第12話 皇帝の意地

 後半、俺達はシステムを通常の戦術に戻した。


 だが、既に世田三の面々は体力が限界を迎え、前半開始当初のキレは無くなっていた。

 当然、世田三以上の運動量で動きまくったウチの体力もかなり疲弊してしまっていた。本来あの戦術は後半になってから行う戦術だったからな。


 結果的に、元々実力的に差があったこの試合は、後半ロスタイムを残して7対2にまで点差が広がっていた。



『さあ、残すはロスタイム2分程でしょうか?やはり東条強い!』


『ですねぇ。正直、東条は全員がレベル高いですネぇ。でも、やっぱり日向君は頭一つ二つ抜けてるネ。この試合も、3得点に2アシストですか。

 彼のプレーはどこか、感じがするヨ。フェイント一つとっても、既存の技なのに少しだけアレンジされてると云うカ…ともかく、将来が楽しみな選手ダネ』



 東条は既に俺を含む主力をベンチに下げているのだが、それでもやはり力の差は歴然で、三中は防戦一方だったのだが…



「まだだ!諦めるな!」


 一人、香田はこの試合通してクオリティの高いプレイは見せていた。

 前半の2点は間違いなく香田の実力を証明するものだったが、それ以降は全国二連覇中のウチのディフェンス陣を突破する事は出来ていなかった。



 ここまで、香田はチームプレーに徹していた気がする。

 タイムスリップ前を知っている俺からすれば、それは成長だと思っていた。でも、こんな劣勢の場面で、個の力で現状を打破するのもまた、香田の魅力だったハズ。


 チームプレーは確かに大事だが、やっぱり勝負する所は勝負する負けん気が無くなってしまったのなら…それは逆に退化してしまったのかもな…。



 もうそろそろ笛も鳴るだろう…。今回もまた、力の差を見せ付けて香田に勝った。そう思っていた次の瞬間、ウチの不用意なパス回しを香田がカットし、高橋がボールをキープすると、あっという間に駈け上がった香田にパスが渡った。
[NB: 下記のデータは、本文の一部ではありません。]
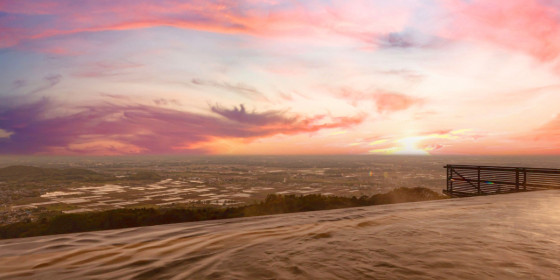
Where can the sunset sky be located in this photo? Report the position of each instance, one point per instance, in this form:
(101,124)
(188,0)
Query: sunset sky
(109,77)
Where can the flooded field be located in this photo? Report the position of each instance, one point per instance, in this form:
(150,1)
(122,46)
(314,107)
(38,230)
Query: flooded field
(513,236)
(230,181)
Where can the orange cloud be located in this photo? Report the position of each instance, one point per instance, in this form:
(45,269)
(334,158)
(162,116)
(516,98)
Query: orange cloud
(529,26)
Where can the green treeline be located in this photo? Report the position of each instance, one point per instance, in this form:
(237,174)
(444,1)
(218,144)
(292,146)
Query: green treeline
(273,204)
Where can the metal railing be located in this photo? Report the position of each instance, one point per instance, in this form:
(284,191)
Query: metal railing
(472,180)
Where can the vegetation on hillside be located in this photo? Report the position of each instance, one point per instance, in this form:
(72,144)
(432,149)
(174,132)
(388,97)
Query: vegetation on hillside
(273,204)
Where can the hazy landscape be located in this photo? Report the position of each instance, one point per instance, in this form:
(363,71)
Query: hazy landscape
(507,236)
(75,185)
(258,139)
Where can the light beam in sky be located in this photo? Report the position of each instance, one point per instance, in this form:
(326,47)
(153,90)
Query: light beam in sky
(267,77)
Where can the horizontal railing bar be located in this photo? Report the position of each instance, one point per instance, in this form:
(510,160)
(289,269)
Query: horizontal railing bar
(496,182)
(504,168)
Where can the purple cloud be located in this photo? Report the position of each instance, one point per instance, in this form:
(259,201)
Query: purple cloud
(120,129)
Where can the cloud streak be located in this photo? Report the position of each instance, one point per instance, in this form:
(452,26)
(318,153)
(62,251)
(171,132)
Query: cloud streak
(129,129)
(64,17)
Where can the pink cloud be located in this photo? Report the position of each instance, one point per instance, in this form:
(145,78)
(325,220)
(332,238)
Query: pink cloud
(392,102)
(339,17)
(120,128)
(385,101)
(529,26)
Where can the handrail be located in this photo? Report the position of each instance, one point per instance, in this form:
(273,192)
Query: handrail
(471,180)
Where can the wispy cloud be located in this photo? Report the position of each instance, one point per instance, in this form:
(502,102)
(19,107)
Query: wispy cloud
(239,88)
(116,129)
(529,26)
(247,17)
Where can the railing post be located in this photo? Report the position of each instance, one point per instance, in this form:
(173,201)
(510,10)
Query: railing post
(450,179)
(478,180)
(517,179)
(524,179)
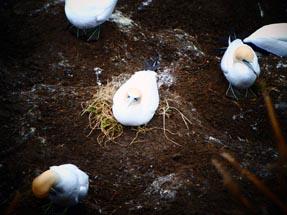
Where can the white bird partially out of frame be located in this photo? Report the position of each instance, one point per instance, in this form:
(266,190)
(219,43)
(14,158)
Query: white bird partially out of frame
(271,38)
(65,185)
(89,14)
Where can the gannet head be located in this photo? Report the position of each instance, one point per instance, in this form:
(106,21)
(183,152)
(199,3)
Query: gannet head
(245,54)
(134,96)
(43,183)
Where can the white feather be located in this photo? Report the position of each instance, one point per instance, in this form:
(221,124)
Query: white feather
(237,72)
(142,113)
(72,186)
(85,14)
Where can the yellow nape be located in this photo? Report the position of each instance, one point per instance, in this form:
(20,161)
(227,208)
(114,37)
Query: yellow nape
(134,92)
(244,52)
(42,184)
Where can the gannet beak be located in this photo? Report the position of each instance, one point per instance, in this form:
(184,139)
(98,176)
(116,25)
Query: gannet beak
(247,63)
(130,101)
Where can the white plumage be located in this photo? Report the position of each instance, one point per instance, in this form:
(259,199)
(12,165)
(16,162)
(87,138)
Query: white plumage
(240,66)
(271,38)
(136,101)
(86,14)
(65,185)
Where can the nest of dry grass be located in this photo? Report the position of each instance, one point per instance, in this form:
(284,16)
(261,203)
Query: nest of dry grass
(100,115)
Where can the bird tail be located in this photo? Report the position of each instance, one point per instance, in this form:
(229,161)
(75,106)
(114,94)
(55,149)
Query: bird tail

 状況はペナルティエリア前、ボールを持った香田の前には、全国屈指のDF陣が三人。

 俺でもそこからは点を取るのはてこずる状況だ。


 しかし、次の瞬間…俺の目は、香田圭司という一人の天才に奪われた…。



 目で、身体で、足で、あらゆるフェイントで一瞬の隙を突き、ドリブルで三人を置き去りにすると、そのままゴールを決めたのだ。



 …そのプレーを見た時、何故か俺は、タイムスリップ前の初対面のあの日、香田のプレーを初めて見た時の様な感情を抱いてしまった…。



『ゴォーーーーール!世田谷三中、試合終了間際で1点返しました!凄い!なんだ今のドリブルは!』


『まるでマタドールの様だったネ!!ボールが足に吸い付いてるみたいだったヨ!

 凄いね、この年代は!日向君と香田君、この二人は間違いなく日本を代表する選手にナルよ!』



 凄いプレーだった。確かに…。でも、俺でも同じ様なプレーが出来るし、実績も実力も俺の方が遥かに上にいる。


 タイムスリップ前よりも努力してるし、着実にサッカーが巧くなっている自負だってある。


 それでもこの先、アイツはもっともっと巧く、強くなっていくだろう…多分、物凄いスピードで。


 何が退化だ。持ち前の負けん気は健在じゃないか。



 結果は、俺達が全国大会進出を決めた。番狂わせをは起きなかったし、俺の活躍もいつも通り際立っていた。


 でも、今日の試合を見た人達に、最も印象に残ったプレーは?と聞いたら、もしかしたら香田の最後のプレーと答えるかもしれない。



 タイムスリップしてから今まで、俺はこの状況を楽しむようにしてたし、実際楽しかった。


 でも、俺は才能があった訳じゃ無い。ただ、タイムスリップ前で得たアドバンテージがあっただけなのだ。



 “凡才”の俺はいつまで、本物の“天才”のアイツと張り合って行けるのだろう…?



 …この日から、俺はそんな不安に追われる日々を送る事となったのだった…。